A more accurate way to test a mass is to biopsy it. This can be done by surgically removing the entire mass, also known as an excisional biopsy, or by taking a small incisional biopsy, which means only a portion of the mass is removed. Either way, the pet must be anesthetized for these sorts of procedures, so in most cases, it makes sense to take the entire mass, and even margins around the mass. Sometimes, due to size, placement, or other factors, an incisional biopsy must be taken instead. Submitting tissue for a histopathology report will receive more accurate results than a fine needle aspirate cytology, at a more expensive procedure. There is a lot involved in removing a mass!

Now that you've received results of your furry friend's mass, what are you supposed to do? That all depends on the diagnosis. Some masses should be surgically removed; others can simply be monitored. Cancerous growths may need to receive chemotherapy or radiation. One thing is for certain: if it is bothering your pet, it needs to go. Even benign masses should be considered for surgical removal if the pet is bothered by them (i.e. licking, scratching, chewing, expressing pain from the mass, or if mechanical movement is affected by the mass).

It's important to listen to your vet's advice on the matter. You should always monitor a lump on your pet for growth and change.

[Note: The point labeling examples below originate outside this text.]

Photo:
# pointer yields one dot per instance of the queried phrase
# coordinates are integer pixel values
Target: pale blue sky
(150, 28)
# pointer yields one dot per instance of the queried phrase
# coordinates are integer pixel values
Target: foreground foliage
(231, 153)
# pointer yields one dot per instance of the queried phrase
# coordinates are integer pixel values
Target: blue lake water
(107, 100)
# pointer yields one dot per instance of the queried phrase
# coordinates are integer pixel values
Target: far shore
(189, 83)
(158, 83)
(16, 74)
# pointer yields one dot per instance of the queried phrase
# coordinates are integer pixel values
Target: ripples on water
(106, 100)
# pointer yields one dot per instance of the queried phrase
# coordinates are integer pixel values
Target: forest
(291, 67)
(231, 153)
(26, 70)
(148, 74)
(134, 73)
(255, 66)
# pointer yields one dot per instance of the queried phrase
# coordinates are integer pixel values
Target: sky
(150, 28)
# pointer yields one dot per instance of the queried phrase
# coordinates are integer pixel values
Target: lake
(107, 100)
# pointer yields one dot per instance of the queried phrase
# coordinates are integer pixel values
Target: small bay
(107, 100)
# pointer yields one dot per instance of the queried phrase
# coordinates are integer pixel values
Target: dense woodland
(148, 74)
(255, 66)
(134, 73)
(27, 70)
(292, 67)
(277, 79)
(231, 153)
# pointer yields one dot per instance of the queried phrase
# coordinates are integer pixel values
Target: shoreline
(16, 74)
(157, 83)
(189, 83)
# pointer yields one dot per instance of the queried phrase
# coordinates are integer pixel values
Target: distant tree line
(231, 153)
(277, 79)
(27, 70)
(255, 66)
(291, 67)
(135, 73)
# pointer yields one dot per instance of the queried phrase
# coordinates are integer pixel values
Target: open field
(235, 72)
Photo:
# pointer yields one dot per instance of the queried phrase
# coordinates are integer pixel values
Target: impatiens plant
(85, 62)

These can be indicators that the mass may now need to be removed. Overall, the key to masses is vigilance. Stay on top of your pet's lumps and bumps, so that as soon as one appears, you can notify your vet and take any necessary action.

Please remember that this blog is NOT meant to replace your veterinarian. You should always seek your veterinarian for medical advice on your pet. Tumors are too diverse to use this information to attempt to diagnose a mass. If your pet develops a mass, talk to your vet.